Throughout his 40-year mining career as a professional engineer and entrepreneur, Quesnel has contributed to the successful development of several large scale gold, copper, nickel and iron ore mining projects around the world.

- Consolidated Thompson: Bloom Lake (President and CEO)
- Taseko Mines: Gibraltar Mine (General Mine Manager)
- Redpath: Montcalm Mine (Project Manager)
- Barrick Gold: Meikle Mine (Mine Manager)
- Québec Cartier Mining Company: Mount Wright (Mine Manager)
- Placer Dome: Sigma Mine (Senior Mining Engineer)

In his capacity for over 5 years as president and chief executive officer of Consolidated Thompson, Richard Quesnel was responsible for the development of Consolidated Thompson's Bloom Lake iron ore deposit which came into commercial production in early 2010, three years after completion of the feasibility study.

==Insider trading convictions, appeal, and acquittal==

According to the Autorité des marchés financiers (AMF), Quesnel purchased 30,000 shares of Consolidated Thompson-Lundmark Gold Mines Limited (now Consolidated Thompson Iron Mines Limited) on two occasions in March 2006 while in possession of undisclosed information regarding the Bloom Lake mine feasibility study.

On November 17, 2010, the Hon. Judge Juanita Westmorelant-Traoté of the Court of Quebec, district Montreal, found Richard Quesnel guilty of these charges.

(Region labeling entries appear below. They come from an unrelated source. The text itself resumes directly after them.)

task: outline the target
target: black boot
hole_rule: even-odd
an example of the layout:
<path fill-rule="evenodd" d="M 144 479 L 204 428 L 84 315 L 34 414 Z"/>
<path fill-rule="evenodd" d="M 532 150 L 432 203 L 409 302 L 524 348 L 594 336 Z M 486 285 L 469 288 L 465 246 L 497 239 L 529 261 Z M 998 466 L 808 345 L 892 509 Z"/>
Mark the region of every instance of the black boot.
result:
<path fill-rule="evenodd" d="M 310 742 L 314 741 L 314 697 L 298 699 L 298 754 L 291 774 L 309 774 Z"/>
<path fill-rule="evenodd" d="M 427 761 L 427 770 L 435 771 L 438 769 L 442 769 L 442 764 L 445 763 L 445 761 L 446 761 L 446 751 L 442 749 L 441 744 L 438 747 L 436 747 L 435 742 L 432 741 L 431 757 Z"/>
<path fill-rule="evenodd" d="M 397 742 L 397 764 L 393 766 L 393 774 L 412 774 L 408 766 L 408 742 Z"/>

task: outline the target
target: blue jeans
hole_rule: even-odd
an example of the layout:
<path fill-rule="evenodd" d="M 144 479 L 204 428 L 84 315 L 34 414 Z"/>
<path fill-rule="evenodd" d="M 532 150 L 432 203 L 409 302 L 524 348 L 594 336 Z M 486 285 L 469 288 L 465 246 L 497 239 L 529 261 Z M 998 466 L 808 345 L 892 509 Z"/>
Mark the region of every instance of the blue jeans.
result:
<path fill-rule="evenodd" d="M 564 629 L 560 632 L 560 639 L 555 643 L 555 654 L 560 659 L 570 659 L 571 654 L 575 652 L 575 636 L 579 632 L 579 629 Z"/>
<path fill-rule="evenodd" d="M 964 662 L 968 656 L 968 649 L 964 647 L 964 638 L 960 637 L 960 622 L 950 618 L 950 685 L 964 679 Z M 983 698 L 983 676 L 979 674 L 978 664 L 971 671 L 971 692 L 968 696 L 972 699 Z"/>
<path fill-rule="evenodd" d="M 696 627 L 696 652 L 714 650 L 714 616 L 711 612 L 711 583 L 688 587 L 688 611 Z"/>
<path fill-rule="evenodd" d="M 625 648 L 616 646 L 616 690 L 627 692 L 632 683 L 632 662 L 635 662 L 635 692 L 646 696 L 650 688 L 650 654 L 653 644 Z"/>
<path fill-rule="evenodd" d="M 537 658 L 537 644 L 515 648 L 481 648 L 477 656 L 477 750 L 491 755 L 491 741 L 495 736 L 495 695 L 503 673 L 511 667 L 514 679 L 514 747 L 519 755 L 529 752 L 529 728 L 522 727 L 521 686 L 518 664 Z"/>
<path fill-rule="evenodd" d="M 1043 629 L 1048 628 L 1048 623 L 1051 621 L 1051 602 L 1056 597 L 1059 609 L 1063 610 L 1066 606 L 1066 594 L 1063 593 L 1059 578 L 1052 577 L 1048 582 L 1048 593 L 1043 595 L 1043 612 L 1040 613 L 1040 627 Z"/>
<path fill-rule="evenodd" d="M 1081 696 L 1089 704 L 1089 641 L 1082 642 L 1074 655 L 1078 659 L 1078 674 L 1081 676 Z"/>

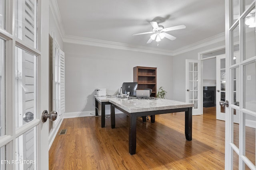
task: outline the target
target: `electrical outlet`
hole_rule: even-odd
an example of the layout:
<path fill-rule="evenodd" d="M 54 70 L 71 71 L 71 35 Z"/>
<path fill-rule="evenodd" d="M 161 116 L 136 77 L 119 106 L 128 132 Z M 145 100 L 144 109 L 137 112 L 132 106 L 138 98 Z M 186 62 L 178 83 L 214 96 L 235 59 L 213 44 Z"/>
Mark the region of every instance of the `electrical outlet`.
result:
<path fill-rule="evenodd" d="M 249 76 L 247 76 L 247 80 L 251 80 L 251 76 L 249 75 Z"/>

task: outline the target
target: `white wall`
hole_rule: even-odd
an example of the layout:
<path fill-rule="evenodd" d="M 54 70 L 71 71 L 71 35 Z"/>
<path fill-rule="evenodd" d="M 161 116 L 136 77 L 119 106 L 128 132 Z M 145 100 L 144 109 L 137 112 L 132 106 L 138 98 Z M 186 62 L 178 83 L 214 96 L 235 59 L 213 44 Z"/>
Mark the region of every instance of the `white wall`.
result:
<path fill-rule="evenodd" d="M 212 59 L 202 61 L 204 80 L 216 80 L 216 59 Z"/>
<path fill-rule="evenodd" d="M 63 51 L 63 41 L 58 29 L 56 22 L 54 19 L 52 10 L 49 10 L 49 34 L 52 36 L 52 33 L 54 32 L 54 33 L 55 39 L 58 42 L 58 44 L 60 46 L 60 49 Z"/>
<path fill-rule="evenodd" d="M 186 60 L 198 60 L 198 53 L 224 45 L 225 41 L 223 41 L 174 56 L 172 97 L 174 100 L 186 102 Z"/>
<path fill-rule="evenodd" d="M 116 94 L 124 82 L 133 82 L 136 66 L 157 67 L 158 88 L 172 98 L 172 57 L 140 52 L 64 43 L 66 112 L 95 110 L 95 89 Z"/>

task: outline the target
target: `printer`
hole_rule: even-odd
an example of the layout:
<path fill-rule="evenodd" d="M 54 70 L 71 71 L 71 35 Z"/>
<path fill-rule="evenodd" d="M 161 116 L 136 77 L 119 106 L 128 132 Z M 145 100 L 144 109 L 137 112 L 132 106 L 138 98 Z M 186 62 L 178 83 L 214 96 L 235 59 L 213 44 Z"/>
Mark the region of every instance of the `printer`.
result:
<path fill-rule="evenodd" d="M 96 91 L 96 96 L 106 96 L 106 88 L 97 88 L 95 89 Z"/>

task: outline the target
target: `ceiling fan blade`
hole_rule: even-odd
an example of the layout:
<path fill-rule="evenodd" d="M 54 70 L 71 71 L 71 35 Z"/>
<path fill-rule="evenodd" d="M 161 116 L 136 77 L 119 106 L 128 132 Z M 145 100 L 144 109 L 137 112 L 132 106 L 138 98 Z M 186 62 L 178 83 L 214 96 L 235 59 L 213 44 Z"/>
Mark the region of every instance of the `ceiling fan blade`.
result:
<path fill-rule="evenodd" d="M 148 42 L 147 42 L 147 44 L 149 44 L 150 43 L 151 43 L 151 42 L 152 42 L 152 41 L 153 40 L 151 39 L 151 38 L 150 38 L 148 41 Z"/>
<path fill-rule="evenodd" d="M 170 31 L 176 30 L 176 29 L 183 29 L 184 28 L 186 28 L 186 25 L 180 25 L 174 26 L 174 27 L 164 28 L 162 29 L 162 31 L 164 32 L 166 32 Z"/>
<path fill-rule="evenodd" d="M 154 28 L 158 28 L 158 24 L 157 23 L 157 22 L 155 22 L 154 21 L 152 21 L 151 22 L 149 22 L 151 24 L 151 25 Z"/>
<path fill-rule="evenodd" d="M 171 35 L 169 34 L 168 34 L 166 33 L 162 33 L 164 34 L 164 37 L 168 38 L 169 39 L 170 39 L 171 40 L 174 40 L 176 39 L 176 37 L 172 35 Z"/>
<path fill-rule="evenodd" d="M 146 32 L 145 33 L 138 33 L 137 34 L 132 34 L 132 35 L 142 35 L 142 34 L 149 34 L 150 33 L 154 33 L 154 32 L 153 31 L 150 31 L 150 32 Z"/>

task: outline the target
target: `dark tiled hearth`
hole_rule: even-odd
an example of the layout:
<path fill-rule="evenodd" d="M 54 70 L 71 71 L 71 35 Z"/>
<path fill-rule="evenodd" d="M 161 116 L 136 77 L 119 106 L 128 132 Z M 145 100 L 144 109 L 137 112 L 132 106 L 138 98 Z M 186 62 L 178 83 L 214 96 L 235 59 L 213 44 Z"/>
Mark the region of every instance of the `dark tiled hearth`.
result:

On May 6, 2011, Judge Juanita Westmorelant-Traoté of the Court of Quebec, district of Montreal, imposed $132,974 in fines against Richard Quesnel.

Legal counsel advised Quesnel these judgement were erroneous in law and informed him of the compelling grounds for appeal in which Richard Quesnel intended to vigorously pursue.

Richard Quesnel appealed these insider trading convictions to the Quebec Superior Court. On June 12, 2012, the Hon. Rejean F. Paul rendered judgment, granting Richard Quesnel's appeal and acquitting him of all insider trading charges.

The Autorité des marchés financiers (AMF) subsequently applied to the Quebec Court of Appeal, seeking leave to appeal Richard Quesnel's acquittal. On August 15, 2012, the Hon. Jacques Dufrense of the Quebec Court of Appeal rendered judgment denying the Application for Leave. This judgement rendered, acquitted Richard Quesnel fully of all insider trading charges.